Each piece of software stores data in it’s own format, and have different approaches for backups. While I could use a consistent approach of backing up the entire docker volumes, where software has it’s own backup utilities I would prefer to use them.

From the above list there are 4 services that I want to backup, and 3 different approaches. In all cases I want to have a location on the host filesystem that I can collect these from to ship them off-device.

Unifi Controller - built-in scheduled backups

The Unifi controller software has an option in the settings for scheduled backups. Unfortunately it looks like my previous controller had not performed one of these in 2 months, even with the option enabled. I have no idea why this was the case, but the rebuilt server appears to be backing up on schedule.
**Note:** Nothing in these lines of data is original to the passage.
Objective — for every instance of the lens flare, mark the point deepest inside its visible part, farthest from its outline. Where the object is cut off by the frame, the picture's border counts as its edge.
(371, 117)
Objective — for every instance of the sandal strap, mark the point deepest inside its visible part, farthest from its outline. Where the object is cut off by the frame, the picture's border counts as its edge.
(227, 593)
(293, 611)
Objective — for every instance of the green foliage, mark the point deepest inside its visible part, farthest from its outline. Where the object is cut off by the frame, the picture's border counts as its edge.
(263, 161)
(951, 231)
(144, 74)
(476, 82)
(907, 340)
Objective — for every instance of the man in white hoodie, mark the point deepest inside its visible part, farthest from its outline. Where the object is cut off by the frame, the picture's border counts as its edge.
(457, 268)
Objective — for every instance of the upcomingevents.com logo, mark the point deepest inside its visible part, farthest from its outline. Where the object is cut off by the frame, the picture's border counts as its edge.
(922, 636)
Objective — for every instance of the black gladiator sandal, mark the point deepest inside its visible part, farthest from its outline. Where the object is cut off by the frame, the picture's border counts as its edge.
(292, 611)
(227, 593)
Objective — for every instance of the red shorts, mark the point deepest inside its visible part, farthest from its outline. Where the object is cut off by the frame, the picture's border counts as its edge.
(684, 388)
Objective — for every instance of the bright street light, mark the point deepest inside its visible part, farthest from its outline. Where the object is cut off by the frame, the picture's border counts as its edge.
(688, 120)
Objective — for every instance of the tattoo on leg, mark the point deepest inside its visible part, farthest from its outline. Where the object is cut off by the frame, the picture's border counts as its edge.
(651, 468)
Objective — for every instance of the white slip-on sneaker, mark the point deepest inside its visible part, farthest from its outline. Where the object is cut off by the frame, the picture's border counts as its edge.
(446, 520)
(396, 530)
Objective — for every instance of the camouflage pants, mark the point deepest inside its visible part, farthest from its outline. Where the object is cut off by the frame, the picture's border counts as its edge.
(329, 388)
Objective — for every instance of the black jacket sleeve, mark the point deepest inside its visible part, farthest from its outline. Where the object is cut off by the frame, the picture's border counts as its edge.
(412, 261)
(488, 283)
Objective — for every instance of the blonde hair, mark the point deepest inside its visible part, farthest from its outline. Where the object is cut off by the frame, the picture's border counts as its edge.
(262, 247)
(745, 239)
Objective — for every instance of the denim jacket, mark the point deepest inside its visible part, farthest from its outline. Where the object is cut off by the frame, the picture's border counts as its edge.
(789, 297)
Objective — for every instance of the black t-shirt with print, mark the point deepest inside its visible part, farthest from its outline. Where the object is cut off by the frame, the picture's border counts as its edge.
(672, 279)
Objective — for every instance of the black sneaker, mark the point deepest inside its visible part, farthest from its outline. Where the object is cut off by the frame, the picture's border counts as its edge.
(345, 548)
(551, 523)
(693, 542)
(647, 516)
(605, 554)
I’ll need to monitor this to ensure it does not stop working randomly again.

These backup files are written to /unifi/data/backup within the container, and set to keep a fixed number of past backups. This location is bind mounted to a directory on the host filesystem to allow for them to be collected and published off device.

Pi-Hole - Scheduling of CLI tool

Pi-Hole includes a teleporter tool that can be used to import & export configuration files. This does not include statistics, but I’m less concerned about those.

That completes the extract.